- Koson Location in Uttar Pradesh, India
- Coordinates: 27°11′42″N 78°44′39″E﻿ / ﻿27.195°N 78.74426°E
- Country: India
- State: Uttar Pradesh
- District: Mainpuri

Area
- • Total: 7.932 km^{2} (3.063 sq mi)

Population (2011)
- • Total: 2,409
- • Density: 303.7/km^{2} (786.6/sq mi)
- Time zone: UTC+5:30 (IST)

= Koson, Mainpuri =

Village in Uttar Pradesh, India

Koson is a village in Ghiror block of Mainpuri district, Uttar Pradesh. As of 2011, it has a population of 2,409, in 419 households.

== Demographics ==
As of 2011, Koson had a population of 2,409, in 419households. This population was 53.5% male (1,290) and 46.5% female (1,119). The 0-6 age group numbered 407 (199 male and 208 female), or 16.9% of the total population. 430 residents were members of Scheduled Castes, or 17.8% of the total.

The 1981 census recorded Koson as having a population of 1,607 people, in 296 households.

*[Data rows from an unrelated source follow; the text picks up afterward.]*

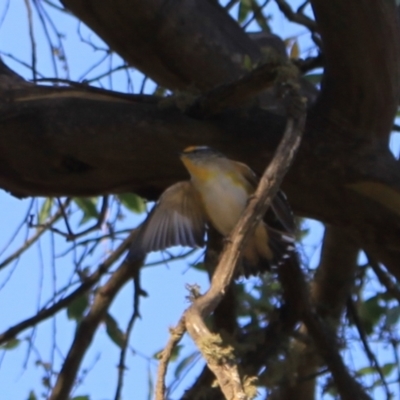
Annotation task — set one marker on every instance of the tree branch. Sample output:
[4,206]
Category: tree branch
[219,358]
[87,328]
[362,53]
[88,283]
[330,289]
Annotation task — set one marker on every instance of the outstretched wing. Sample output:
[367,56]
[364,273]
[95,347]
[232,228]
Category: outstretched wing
[177,219]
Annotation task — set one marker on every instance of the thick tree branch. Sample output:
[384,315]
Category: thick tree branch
[362,72]
[330,291]
[200,34]
[221,363]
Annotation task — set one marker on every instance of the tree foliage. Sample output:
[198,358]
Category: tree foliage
[87,148]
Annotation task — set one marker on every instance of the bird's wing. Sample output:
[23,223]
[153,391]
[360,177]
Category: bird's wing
[177,219]
[282,212]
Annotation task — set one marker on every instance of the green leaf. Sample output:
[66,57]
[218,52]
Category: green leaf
[11,344]
[88,206]
[76,309]
[244,9]
[114,332]
[388,368]
[133,202]
[366,370]
[32,395]
[45,210]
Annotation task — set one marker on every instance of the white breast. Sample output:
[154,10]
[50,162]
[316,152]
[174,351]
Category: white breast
[224,202]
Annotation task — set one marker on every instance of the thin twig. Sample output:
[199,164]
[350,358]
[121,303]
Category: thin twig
[88,326]
[236,93]
[39,232]
[297,17]
[176,336]
[138,292]
[223,365]
[385,280]
[371,356]
[88,283]
[32,37]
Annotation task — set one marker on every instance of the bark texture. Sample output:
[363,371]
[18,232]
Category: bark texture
[93,143]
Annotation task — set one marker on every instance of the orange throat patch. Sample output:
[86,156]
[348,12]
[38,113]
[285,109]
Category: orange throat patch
[199,172]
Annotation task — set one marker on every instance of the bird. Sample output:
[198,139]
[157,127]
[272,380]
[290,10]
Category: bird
[216,195]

The 1961 census recorded Koson as comprising 3 hamlets, with a total population of 1,143 people (642 male and 501 female), in 222 households and 196 physical houses. The area of the village was given as 1,958 acres.

== Infrastructure ==
As of 2011, Koson had 1 primary school; it did not have any healthcare facilities. Drinking water was provided by hand pump; there were no public toilets. The village had a post office but no public library; there was at least some access to electricity for residential and agricultural (but not commercial) purposes. Streets were made of both kachcha and pakka materials.